Kendi then pivoted to how schools can work to be antiracist, including centering work and curriculum on helping to address issues in the communities where campuses are located; addressing the student debt crisis in the country that might keep some people from even considering law school; and rethinking the place tests like the LSAT have in admitting students.
“We’ve been told the cradle of racism is ignorance and hate – that ignorant and hateful people have racist ideas and institute racist laws,” Kendi said. “I find in my research is it’s not hate at the core, it’s self-interest.”
“Out of economic or political self-interest, people in power enact racist laws, then they justify them through racist ideas. Too often people only think about what they’d lose if we fundamentally transformed this society, instead of what they’d gain.”
Mitchell Hamline President and Dean Anthony Niedwiecki, who opened the evening, noted a gap between the diversity within law schools and the legal profession. While law schools are slowly becoming more racially diverse, he noted ABA statistics that show people in the legal profession are no more diverse than they were a decade ago.
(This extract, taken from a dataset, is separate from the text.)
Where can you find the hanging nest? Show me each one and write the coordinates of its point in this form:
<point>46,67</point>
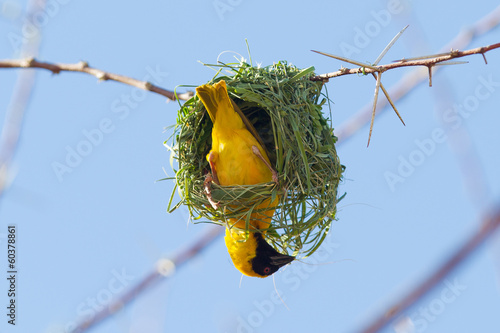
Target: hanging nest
<point>285,107</point>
Last year, data from the American Bar Association found five percent of all lawyers in the U.S. are African American, an unchanged percentage from ten years ago. The entire country’s population is 13% African American.
“We have a role in this,” Niedwiecki said. “Schools aren’t doing enough to break down those barriers. Even if our own student bodies are getting more diverse, it’s not translating into a more diverse legal profession after law school.”
Niedwiecki lauded an effort by five black women law deans who started the Law Deans Antiracist Clearinghouse Project in 2020 to try to address such issues.
“It’s not enough to be committed to diversity and equity. We must also be actively antiracist.”
The event was moderated by Mitchell Hamline trustee Gloria Contreras-Eden ’05 and Deanna Burns, the assistant director of Mitchell Hamline’s Intellectual Property Institute. Contreras-Eden’s firm and the IP Institute also sponsored the event.